Wednesday, March 12, 2008

David Mamet: Now a Brain-dead Something Else

David Mamet undergoes a conversion:

I took the liberal view for many decades, but I believe I have changed my mind.

As a child of the '60s, I accepted as an article of faith that government is corrupt, that business is exploitative, and that people are generally good at heart.

These cherished precepts had, over the years, become ingrained as increasingly impracticable prejudices. Why do I say impracticable? Because although I still held these beliefs, I no longer applied them in my life. How do I know? My wife informed me. We were riding along and listening to NPR. I felt my facial muscles tightening, and the words beginning to form in my mind: Shut the fuck up. "?" she prompted. And her terse, elegant summation, as always, awakened me to a deeper truth: I had been listening to NPR and reading various organs of national opinion for years, wonder and rage contending for pride of place. Further: I found I had been—rather charmingly, I thought—referring to myself for years as "a brain-dead liberal," and to NPR as "National Palestinian Radio."

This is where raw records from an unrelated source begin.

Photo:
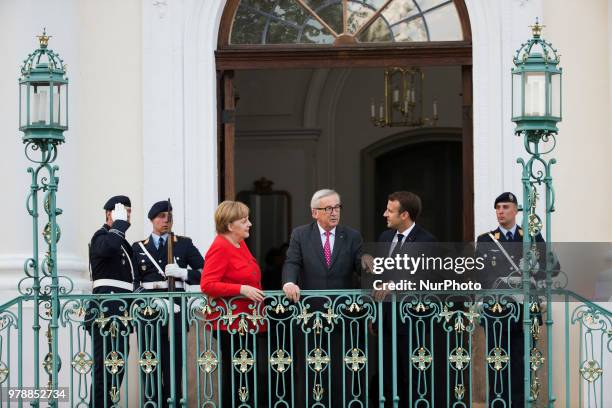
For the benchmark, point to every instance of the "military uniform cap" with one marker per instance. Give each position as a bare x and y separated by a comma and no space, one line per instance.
506,197
110,204
160,206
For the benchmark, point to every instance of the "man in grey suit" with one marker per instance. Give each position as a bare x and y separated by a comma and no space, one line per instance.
323,255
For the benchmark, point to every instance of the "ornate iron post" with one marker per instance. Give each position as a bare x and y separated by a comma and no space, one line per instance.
43,118
536,109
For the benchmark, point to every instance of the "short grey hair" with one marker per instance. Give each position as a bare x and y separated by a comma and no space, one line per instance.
317,196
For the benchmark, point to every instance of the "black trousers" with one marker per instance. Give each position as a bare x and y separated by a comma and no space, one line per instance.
109,342
507,382
423,385
172,340
235,384
336,384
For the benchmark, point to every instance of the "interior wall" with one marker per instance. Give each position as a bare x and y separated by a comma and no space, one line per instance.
296,125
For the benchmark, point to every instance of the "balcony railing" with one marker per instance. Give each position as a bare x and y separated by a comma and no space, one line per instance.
330,349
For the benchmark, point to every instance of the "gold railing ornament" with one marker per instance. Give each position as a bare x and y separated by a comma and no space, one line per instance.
460,358
280,361
208,361
114,362
330,316
355,359
243,394
114,394
4,372
536,359
498,359
148,362
317,392
244,362
304,315
459,391
280,309
318,359
591,370
421,359
81,363
420,307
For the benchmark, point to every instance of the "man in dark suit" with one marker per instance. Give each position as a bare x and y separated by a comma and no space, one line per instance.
152,270
403,209
502,250
111,272
322,255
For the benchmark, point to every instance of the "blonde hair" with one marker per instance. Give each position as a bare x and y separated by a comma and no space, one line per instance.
228,212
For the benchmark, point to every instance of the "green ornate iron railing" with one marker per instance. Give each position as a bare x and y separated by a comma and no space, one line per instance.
327,350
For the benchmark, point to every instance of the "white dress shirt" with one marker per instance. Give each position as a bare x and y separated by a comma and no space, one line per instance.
505,231
404,233
332,237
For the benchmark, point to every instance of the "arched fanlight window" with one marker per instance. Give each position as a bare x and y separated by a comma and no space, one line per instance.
338,22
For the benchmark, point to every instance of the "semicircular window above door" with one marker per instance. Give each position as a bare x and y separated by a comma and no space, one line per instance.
343,22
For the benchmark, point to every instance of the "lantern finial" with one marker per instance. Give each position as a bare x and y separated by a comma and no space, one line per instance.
44,38
536,29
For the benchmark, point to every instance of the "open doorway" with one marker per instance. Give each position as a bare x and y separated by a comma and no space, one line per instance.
306,129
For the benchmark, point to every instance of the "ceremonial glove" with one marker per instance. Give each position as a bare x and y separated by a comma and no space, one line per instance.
119,213
164,304
175,271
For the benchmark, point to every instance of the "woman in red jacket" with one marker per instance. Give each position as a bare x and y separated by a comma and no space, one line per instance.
231,271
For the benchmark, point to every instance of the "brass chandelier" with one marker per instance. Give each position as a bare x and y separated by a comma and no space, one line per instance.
403,100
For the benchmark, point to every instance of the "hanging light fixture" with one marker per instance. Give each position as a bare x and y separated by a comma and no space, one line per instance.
403,100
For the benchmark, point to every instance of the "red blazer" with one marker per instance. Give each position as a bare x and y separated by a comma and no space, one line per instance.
226,268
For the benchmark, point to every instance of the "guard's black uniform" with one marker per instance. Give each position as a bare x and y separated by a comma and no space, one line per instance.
497,269
151,279
112,271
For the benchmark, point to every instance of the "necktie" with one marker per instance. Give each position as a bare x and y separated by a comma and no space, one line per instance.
327,249
398,245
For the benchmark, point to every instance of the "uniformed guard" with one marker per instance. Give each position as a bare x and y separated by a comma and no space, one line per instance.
152,270
502,251
110,258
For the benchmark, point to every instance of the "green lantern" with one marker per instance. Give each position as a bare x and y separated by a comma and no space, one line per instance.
43,96
536,86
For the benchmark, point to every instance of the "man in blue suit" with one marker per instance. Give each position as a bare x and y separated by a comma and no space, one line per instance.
323,255
402,212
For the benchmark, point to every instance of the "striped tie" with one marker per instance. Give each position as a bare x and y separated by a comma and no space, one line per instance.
327,249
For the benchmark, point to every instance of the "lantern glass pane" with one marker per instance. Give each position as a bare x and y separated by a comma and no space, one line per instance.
60,97
23,104
555,95
535,94
517,95
39,104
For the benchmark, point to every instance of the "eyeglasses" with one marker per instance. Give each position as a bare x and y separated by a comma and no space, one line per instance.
330,210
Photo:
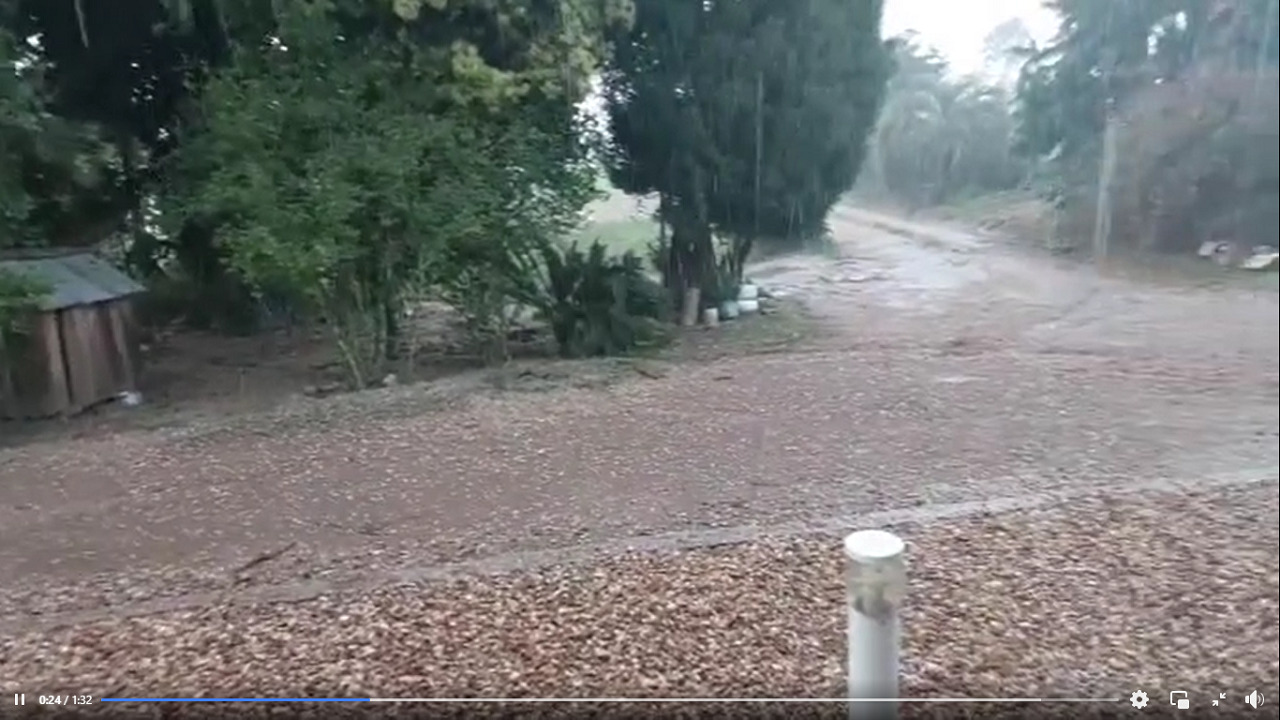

This is, to me, the synthesis of this worldview with which I now found myself disenchanted: that everything is always wrong.

But in my life, a brief review revealed, everything was not always wrong, and neither was nor is always wrong in the community in which I live, or in my country. Further, it was not always wrong in previous communities in which I lived, and among the various and mobile classes of which I was at various times a part.

And, I wondered, how could I have spent decades thinking that I thought everything was always wrong at the same time that I thought I thought that people were basically good at heart? Which was it? I began to question what I actually thought and found that I do not think that people are basically good at heart; indeed, that view of human nature has both prompted and informed my writing for the last 40 years. I think that people, in circumstances of stress, can behave like swine, and that this, indeed, is not only a fit subject, but the only subject, of drama.

Source: a longish piece in the Village Voice entitled "Why I Am No Longer a Brain-dead Liberal" (link).

He makes me think of another, somewhat similar, conversion across the pond. That would be David Aaronovitch (link), British journalist and alpha sandboxer in London intellectual life. David is the son of Sam Aaronovitch who started life (so I am told) as a street communist in the London East End (link). By the time I met Sam in the 70s, he was more or less domesticated, with a government paycheck and an up-market accent. But he remained a force in the intellectual life of the British left until his death in 1998. David started out in the Young Communist League, but drifted far enough right to support the Iraq war; a lefty website calls him a “sometime media hack” (link). Sam’s wife, Lavender—David’s mother—stuck to her lefty guns all the way along, or so I’m told.

As Pigpen said in the comics, times change, people change, every day we grow a little older. So Mamet is converting to—something. I hope it is a responsible centrism. I hope he’s not going to become one of those nasty ex-Trotskyites who make such a nuisance of themselves. I look forward to hearing more from the new Mamet, but I do think it’s bonkers to say that this guy is “our greatest contemporary philosopher.”